6 Veterans Receive Their Long-Waited-for Diplomas

John Whitney spent 1944 hunched over a radar terminal hunting for German planes somewhere in Europe while his high school classmates accepted their diplomas.

An army draft notice pulled Whitney into World War II after his junior year, and a life as a farmer and businessman never allowed him to pick up his degree.

On Memorial Day, however, the Governor Dummer Academy helped the 81-year-old finish what he had started as a teenager. Whitney was one of six veterans who received their degrees at the Newbury academy long after they left the school to fight for their country.

When the headmaster finally called his name, Whitney stood slowly.

"I felt as if my legs were going to give out," Whitney said, still blushing after the ceremony. "I always try to be humble, but I'm not used to situations like this."

Students have been leaving Dummer Academy to fight in wars since the American Revolution. The school, founded in 1763 by Massachusetts Bay Lt. Gov. William Dummer, claims to be the oldest boarding school in the nation.

Its graduates include Capt. Edward Preble, who commanded the fleet led by the USS Constitution. One of Dummer Academy's first black students was Wentworth Cheswell, often called the Paul Revere of New Hampshire for riding through the streets of Portsmouth to announce the Red Coats advance.

Other students served in the War of 1812. A plaque at the academy's entrance notes the names of 67 "Newbury Men" who "took up arms" to fight in World War I. During World War II, headmaster Edward W. Eames sent a monthly letter to Dummer Academy students serving abroad.

For a school that is older than the United States, there are more students such as Whitney who left for war and then fell through the cracks.

"We believe there are others we just don't know about," said Judith Klein, the school's director of communications.

Only two of the class of six were able to return to the school Monday to accept their degrees. Former classmates received the diplomas for them in absentia.

Gordon Hoyt, 80, who left the academy during his junior year for the Army, was the other veteran who made the trip. When his classmates graduated in 1945, Hoyt was in gunnery school in Florida.

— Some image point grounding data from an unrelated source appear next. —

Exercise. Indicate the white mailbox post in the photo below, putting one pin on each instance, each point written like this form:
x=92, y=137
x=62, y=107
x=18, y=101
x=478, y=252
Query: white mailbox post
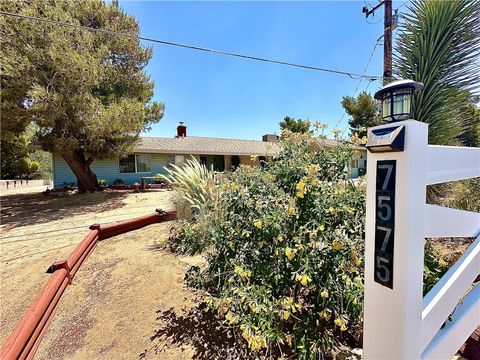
x=398, y=322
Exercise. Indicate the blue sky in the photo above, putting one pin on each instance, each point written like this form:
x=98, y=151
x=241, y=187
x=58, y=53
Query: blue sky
x=221, y=96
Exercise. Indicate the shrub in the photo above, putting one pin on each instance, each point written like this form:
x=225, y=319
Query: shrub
x=157, y=179
x=464, y=195
x=194, y=184
x=285, y=245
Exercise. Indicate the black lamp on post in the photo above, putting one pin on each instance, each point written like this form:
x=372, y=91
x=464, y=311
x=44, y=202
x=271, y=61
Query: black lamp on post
x=396, y=99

"When you are 18 or 19 you aren't concerned with those things," said Hoyt, clutching his diploma at his side. "You start thinking about those things as life moves on."

Whitney stayed connected to the academy. His son graduated from Dummer Academy in 1970. His granddaughter received her diploma in 2001. A grandson followed in 2005.

Sitting through all three graduations, Whitney said he never really thought about not getting his own diploma.

He straightened his red bow tie decorated with flags from across the globe.

"I'm quite pleased," Whitney said. "Honored that they would think of me."